Steve Wormith

Profile
- Position: Running back

Personal information
- Born: December 16, 1946 Sarnia, Ontario, Canada
- Died: March 28, 2019 (aged 72) Saskatoon, Saskatchewan, Canada
- Listed height: 6 ft 0 in (1.83 m)
- Listed weight: 200 lb (91 kg)

Career information
- College: Brown University

Career history
- 1970: Montreal Alouettes

Awards and highlights
- Grey Cup champion (1970);

= Steve Wormith =

Canadian gridiron football player (1946–2019)

J. Stephen Wormith (December 16, 1946 – March 28, 2019) was a Canadian professional football player for the Montreal Alouettes of the Canadian Football League. He was part of the Grey Cup-winning team in 1970.

== Career ==
Wormith may be one of the most unique Grey Cup champions in the history of the CFL. His name is engraved on the Cup for the 1970 season, but he never played a single official regular season or playoff game. He won the Cup as a player without ever playing a down of Canadian professional football.

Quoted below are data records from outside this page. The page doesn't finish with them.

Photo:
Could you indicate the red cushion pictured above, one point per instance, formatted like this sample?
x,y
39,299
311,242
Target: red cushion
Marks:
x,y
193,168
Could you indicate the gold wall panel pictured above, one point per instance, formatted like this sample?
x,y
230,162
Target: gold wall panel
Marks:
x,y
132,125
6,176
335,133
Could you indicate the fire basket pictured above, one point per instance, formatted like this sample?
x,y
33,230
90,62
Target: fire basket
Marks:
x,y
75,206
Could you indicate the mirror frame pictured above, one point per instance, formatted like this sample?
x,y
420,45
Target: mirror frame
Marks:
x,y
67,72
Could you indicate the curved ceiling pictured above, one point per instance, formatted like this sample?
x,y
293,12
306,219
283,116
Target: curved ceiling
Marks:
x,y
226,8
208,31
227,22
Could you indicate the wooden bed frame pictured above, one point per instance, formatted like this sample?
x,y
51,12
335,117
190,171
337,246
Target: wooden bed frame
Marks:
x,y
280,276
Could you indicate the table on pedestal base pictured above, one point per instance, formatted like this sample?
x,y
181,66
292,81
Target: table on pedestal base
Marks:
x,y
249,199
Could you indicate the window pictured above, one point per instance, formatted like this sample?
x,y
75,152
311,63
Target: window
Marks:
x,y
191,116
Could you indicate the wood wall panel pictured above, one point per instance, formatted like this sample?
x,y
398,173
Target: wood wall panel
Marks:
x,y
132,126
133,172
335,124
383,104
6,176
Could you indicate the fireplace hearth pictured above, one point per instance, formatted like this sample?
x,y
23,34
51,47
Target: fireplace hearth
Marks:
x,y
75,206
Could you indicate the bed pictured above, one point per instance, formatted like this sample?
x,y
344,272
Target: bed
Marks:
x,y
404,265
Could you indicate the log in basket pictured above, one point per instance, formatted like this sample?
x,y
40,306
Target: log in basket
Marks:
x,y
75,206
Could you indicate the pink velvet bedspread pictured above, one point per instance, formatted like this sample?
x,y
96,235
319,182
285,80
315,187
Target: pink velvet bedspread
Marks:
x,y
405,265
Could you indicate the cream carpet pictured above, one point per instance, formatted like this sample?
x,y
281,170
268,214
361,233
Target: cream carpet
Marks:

Having graduated from Brown University and starring on their football team for 3 years, Wormith was signed by the Ottawa Rough Riders in 1969. He was cut from the team during training camp and played football at Carleton University, where he was studying for his Master's Degree.

Wormith was signed by the Montreal Alouettes in 1970 but injured his knee and was put on the injury reserve list for the season. As a team member, he qualified as a Grey Cup champion. He returned to the Larks in 1971, but was cut during training camp.

He later completed his PhD at the University of Ottawa. He was the Chair of Forensic Psychology, in the Psychology Department, University of Saskatchewan. Formerly, he was Psychologist-in-Chief for the Ontario Ministry of Community Safety and Correctional Services and Deputy Superintendent (Treatment) at Rideau Correctional and Treatment Centre. He died of cancer in 2019 in Saskatoon.